He hadn’t been himself. He wasn’t cuddling with me on the couch in the evenings. He wasn’t jumping like he used to. We took him to the vet and she agreed with us. So we said goodbye and he died while we were stroking him gently.
Max had been sick for a while before we found out. He had been peeing everywhere and we thought it was behavioral. He’s always had attitude issues. It felt like he was trying to train us to do his bidding. Such a cat, right? A friend thought he might have diabetes. We were doubtful. The spots where he went were so specific and truly felt like he was trying to punish us. But the vet confirmed it. We felt that we couldn’t make insulin shots work in our lives. How selfish is that? We tried a diet change instead. Maybe weight loss alone would put him in remission. It didn’t. And here we are. Without Max.

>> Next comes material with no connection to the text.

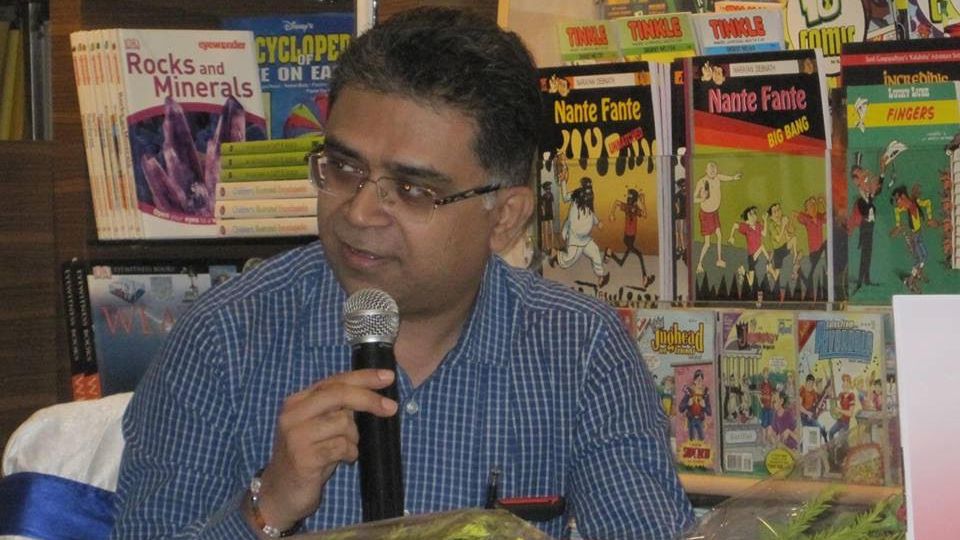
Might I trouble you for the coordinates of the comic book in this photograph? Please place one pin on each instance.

I won’t hear him meow back at me when I walk into a room and say, “Allo mon Maxou!” He won’t greet me at the door anymore. He won’t walk all over my knitting to force me to pet him. I won’t find him sitting in my chair. He won’t sit on the edge of the bath while I take a shower. He won’t hide behind the sewing machine when the vacuum is on. He won’t settle down on the bed while I’m changing the sheets and I won’t find him sleeping in my bed, under the covers. He won’t wake me up with his meowing in the morning.

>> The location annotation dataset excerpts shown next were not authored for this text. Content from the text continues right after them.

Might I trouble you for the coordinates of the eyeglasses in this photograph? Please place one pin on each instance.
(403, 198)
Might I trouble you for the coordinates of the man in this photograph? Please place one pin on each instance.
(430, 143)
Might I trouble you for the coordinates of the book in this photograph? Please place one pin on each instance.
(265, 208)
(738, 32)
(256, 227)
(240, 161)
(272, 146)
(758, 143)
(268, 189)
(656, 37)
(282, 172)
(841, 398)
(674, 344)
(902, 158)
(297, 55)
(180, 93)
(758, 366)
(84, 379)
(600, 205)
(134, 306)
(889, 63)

You know, he used to scratch us if the meowing didn’t work to rouse us. Just a tiny delicate scratch. As if he was poking us with a finger, telling us to get up.
Such an attitude on that cat. He was a pain sometimes, sure. He required us to come with him to check that he had food in his bowl. He sure wasn’t going to go check himself and then come get us if it was empty! That would have been an inefficient use of his time. And he refused to drink in a bowl. Only running water from a faucet for him!
If we left him outside too long, he would give us the sternest lecture when we finally let him in. When we were gone too long too. But such a cuddler. He’d be yelling at us while asking to be pet. Jumping while curving his back to reach our hands. And that cat was made for cuddling. He had the softest fur and the loudest purr.
I loved Max so much. I loved him but now he’s gone because I didn’t fight hard enough to get him insulin. I was his favorite and I feel like I failed him. I’ll have to take the comfort I can from the knowledge that, as short as it was, he did have a happy life.